At our south of the border "home away from home", in between surfing, eating Lumpia and Pancit, talking story and surfing, a mad Pusoy Dos game was brewing.  The phrase "Daly City High School" was chanted often and the Two of Diamonds was secretly being held in between all of the pairs, straights and full houses.  The rookies came to play, and by the end of the trip, they were holding their own with us seasoned Manongs.

But when we needed to surf, there were plenty of waves and not much of a crowd.  And being that it is February, the water was warm, warm enough to watch a person at the northern peak surf in board shorts while the Santa Ana Winds blew just enough heat to make it a good eighty degrees with spitting off shore winds.  That surf though, speaking in Pusoy Dos terms, was a Two of Diamonds.

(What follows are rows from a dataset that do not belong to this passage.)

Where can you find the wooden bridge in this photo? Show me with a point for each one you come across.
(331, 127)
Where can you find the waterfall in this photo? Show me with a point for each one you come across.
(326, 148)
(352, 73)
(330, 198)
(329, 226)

Sequence #1, but no cigar: 

I would love to say it happened, but as them haters call it:  "GoPro or never happened".

Steve aka "Herny Herny":

Herny about to make some poor soul pay for not paddling into the wash.
Herny talked about this kook the entire trip.

Herny going short board.

Herny snatching my wave.  On our first wave of the trip, we shared a good one all the way to the Jetty.

Yours truly fully edited and filtered: 

High on green.
Images can be deceptive.


Herny on a cutback.

BD on a cutback.


That's defined as a "set".

BD trying to make it happen.

Relaxed to the max.

Herny going for it.

Even the boogies got their's!
Photo credit goes to my wife.  She eat a lot of free la plancha camarone tacos on this trip.

Final Thoughts:

Last but not least, we learn a lot of cool things on each surf trip, whether its a new spot on the wave to draw a line on or a new placement of our heal to put on the board to make our turns more sharp.  But on this trip I learned the most endearing term, of love and respect:  "Jaat Khali".  Yeah, man.  It's deep.  Thanks Shaffey!